Monday, September 01, 2014

Edinburgh 2014: The Duck Pond, Bedlam

Some of my favourite shows of this year’s Fringe have involved people screaming. Men bellowing and raging in pain, woman shrieking in atonal, primal synchrony. But while screaming is sometimes a necessary response to the world, it’s not unwelcome to see a show whose defining characteristic is loveliness, which sets out to leave you beaming and – literally – feeds its audience cake.

withWings’ The Duck Pond is a candyfloss-flecked reworking of Tchaivosky‘s Swan Lake sans swans. Prince Siegfried has just turned 21 and is under pressure to marry. In truth he’s not much interested in girls but nonetheless his mother presses ahead with finding him a bride. As part of his birthday celebrations he visits a travelling fair, and as the moon rises he hooks himself a lucky duck – and ends up falling in love.

Odin, as is the way of such things, has been placed under a spell by the owner of the fair, a malevolent magician called Rothbart. By day he is a yellow plastic duck bobbing among his brethren but under the light of a balloon moon, he becomes human.

The production is all feathers and honey and loveliness. It is sweet and charming and packed full of little inventive touches designed to make you smile. There is music and dancing and the inevitable cascade of glitter, a dinky carousel, a coke bottle orchestra, and, as it’s a birthday, there are presents for everyone. The high point is a wonderfully playful and charming musical montage sequence in which the young Prince falls head over pointe for his enchanted duckling.

James Bennet and Tom Coxon both giving appealing performances as the Prince and his paramour, the musical number are skilfully performed and emotionally charged, sweeping over the audience, carrying you along on a wave of sugar water. Some of the ballet is a little wibbly and the shift towards the play’s tragic conclusion is a bit abrupt, but the ending is proper lump-in-the-throat stuff and there’s something hugely endearing and loveable about the whole exercise.

It’s a very youthful production, but in an energising way.

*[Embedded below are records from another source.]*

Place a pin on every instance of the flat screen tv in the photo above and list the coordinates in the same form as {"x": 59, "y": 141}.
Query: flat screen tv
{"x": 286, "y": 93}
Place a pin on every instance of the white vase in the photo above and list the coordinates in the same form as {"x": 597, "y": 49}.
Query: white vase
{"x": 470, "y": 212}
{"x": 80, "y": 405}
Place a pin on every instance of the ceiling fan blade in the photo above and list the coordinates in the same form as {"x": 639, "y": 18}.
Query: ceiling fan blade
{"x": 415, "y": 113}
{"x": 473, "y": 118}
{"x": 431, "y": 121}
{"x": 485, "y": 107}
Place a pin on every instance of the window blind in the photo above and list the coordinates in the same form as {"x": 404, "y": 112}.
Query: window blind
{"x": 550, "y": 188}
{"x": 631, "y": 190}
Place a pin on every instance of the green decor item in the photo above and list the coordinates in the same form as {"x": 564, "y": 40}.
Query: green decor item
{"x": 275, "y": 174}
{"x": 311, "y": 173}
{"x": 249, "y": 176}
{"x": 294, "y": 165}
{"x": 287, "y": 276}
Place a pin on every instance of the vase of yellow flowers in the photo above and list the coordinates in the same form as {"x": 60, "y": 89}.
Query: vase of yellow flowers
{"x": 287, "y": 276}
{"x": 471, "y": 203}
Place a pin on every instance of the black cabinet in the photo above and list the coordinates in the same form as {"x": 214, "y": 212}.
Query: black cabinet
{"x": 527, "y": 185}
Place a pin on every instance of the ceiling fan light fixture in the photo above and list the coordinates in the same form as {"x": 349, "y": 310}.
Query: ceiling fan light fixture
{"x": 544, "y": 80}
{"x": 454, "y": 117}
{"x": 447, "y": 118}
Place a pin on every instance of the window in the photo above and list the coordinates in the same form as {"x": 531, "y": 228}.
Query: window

You can clearly see the ripples of influences at work here, you can tell which companies these guys admire, it’s a little bit Kneehigh, a little bit Antler, a little bit Little Bulb, but there’s also plenty of invention and their attention to detail is admirable, even the programmes have been designed to look like party invites, a lovely touch. The whole thing has charm in abundance (though if you’re allergic to bobble-hatted whimsy this might not be one for you) but what’s lacking is a clear sense of identity as a company and they’re clearly more at ease with the visual than the verbal. They just need to pin that down, to find a voice that’s theirs alone.